Not all data is created equal – mind the gender data gaps

When it comes to data, there’s a seemingly infinite amount available. However, there are critical and significant data gaps, particularly about the lives and experiences of women and girls, non-binary and gender-diverse people.

Data2X – an organisation leading in gender data - have mapped out the data gaps to understand where progress is being made, and where more work needs to be done in six key areas; economic opportunities, education, environment, health, security and safety, and public participation.

Another area where there are critical gender data gaps is the measurement of poverty and inequality. The traditional ways of collecting poverty data are not gender-sensitive. This means that global poverty data often isn’t representative of lives and experiences of women, non-binary and gender-diverse people, and these limitations have real world consequences.

Gender data gaps are a symptom of gender inequality, and a lack of quality data not only restricts effective policy and decision-making, but also hides and at times even perpetuates gender inequality.

Image shows that an estimate 736 million women and girls aged 15 or older have experienced physical or sexual violence.
By 2030 150 million women women & girls could emerge from poverty if governments implement a comprehsensive strategy to improve access to education and family planning, achieve equal wages and extend social transfers.
Image shows that women on average do 3 times as much unpaid care and domestic work as men. Women do 4.1 hours and men do 1.7

Gender stats for gender equality 

Statistics, especially when applied with a feminist lens, help to reveal the systems and structures that perpetuate gender inequality - many of which are so normalised they are largely invisible.

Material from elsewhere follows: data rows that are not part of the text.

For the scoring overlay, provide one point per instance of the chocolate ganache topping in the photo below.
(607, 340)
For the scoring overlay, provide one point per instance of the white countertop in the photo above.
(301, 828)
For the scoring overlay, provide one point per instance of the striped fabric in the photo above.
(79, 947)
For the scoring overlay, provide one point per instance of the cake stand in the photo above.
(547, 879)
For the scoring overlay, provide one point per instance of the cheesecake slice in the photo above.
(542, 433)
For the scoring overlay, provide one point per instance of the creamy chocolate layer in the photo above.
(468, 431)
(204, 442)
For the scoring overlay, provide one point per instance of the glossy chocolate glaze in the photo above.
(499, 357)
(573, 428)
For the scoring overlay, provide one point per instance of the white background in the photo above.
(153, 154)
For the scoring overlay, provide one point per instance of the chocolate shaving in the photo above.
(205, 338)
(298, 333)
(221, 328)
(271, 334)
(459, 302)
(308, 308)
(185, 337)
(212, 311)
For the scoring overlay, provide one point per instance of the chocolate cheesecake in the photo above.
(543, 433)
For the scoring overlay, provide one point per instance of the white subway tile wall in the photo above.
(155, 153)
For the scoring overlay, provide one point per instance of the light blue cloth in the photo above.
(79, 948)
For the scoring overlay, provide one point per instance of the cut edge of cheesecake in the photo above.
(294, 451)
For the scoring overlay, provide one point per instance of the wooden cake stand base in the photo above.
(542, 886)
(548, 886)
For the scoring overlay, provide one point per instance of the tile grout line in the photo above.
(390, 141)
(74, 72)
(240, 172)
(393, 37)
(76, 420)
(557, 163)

Gender statistics not only help to reveal the root causes of gender inequality, they provide an evidence-base from which solutions can be developed to address inequality and injustice. Without gender data, we cannot make informed decisions or monitor progress and see if those decisions are having a positive impact.

Gender statistics are incredibly powerful when put in the hands of gender equality advocates. They are not only more empowered but also better equipped to expose inequality, drive accountability and work to build a more gender equal future.

This week, the 8th United Nations Global Forum on Gender Statistics is taking place between 30th September - 1st October, and as the gender impacts of the pandemic continue to be felt, it’s imperative that leaders and policy-makers have access to quality gender data to inform a gender-responsive pandemic recovery.

Although progress has been made, we need to be making better use of gender statistics that already exist, while increasing and improving their production, especially when it comes to measuring poverty and inequality.

Each of us must be counted, included and visible in data if we are to build a more equal and sustainable future.

Equality Insights collects data which is inclusive and intersectional data. We recognise the need for data systems to evolve further to represent people of all gender identities, and particularly people with diverse SOGIESC (sexual orientation, gender identity and expression, and sex characteristics). We also recognise that the data included in this blog which has been sourced from official sources has limitations, and invisiblises non-binary and gender-diverse people. This only highlights the imperative to collect gender-sensitive data that is inclusive of people of all genders.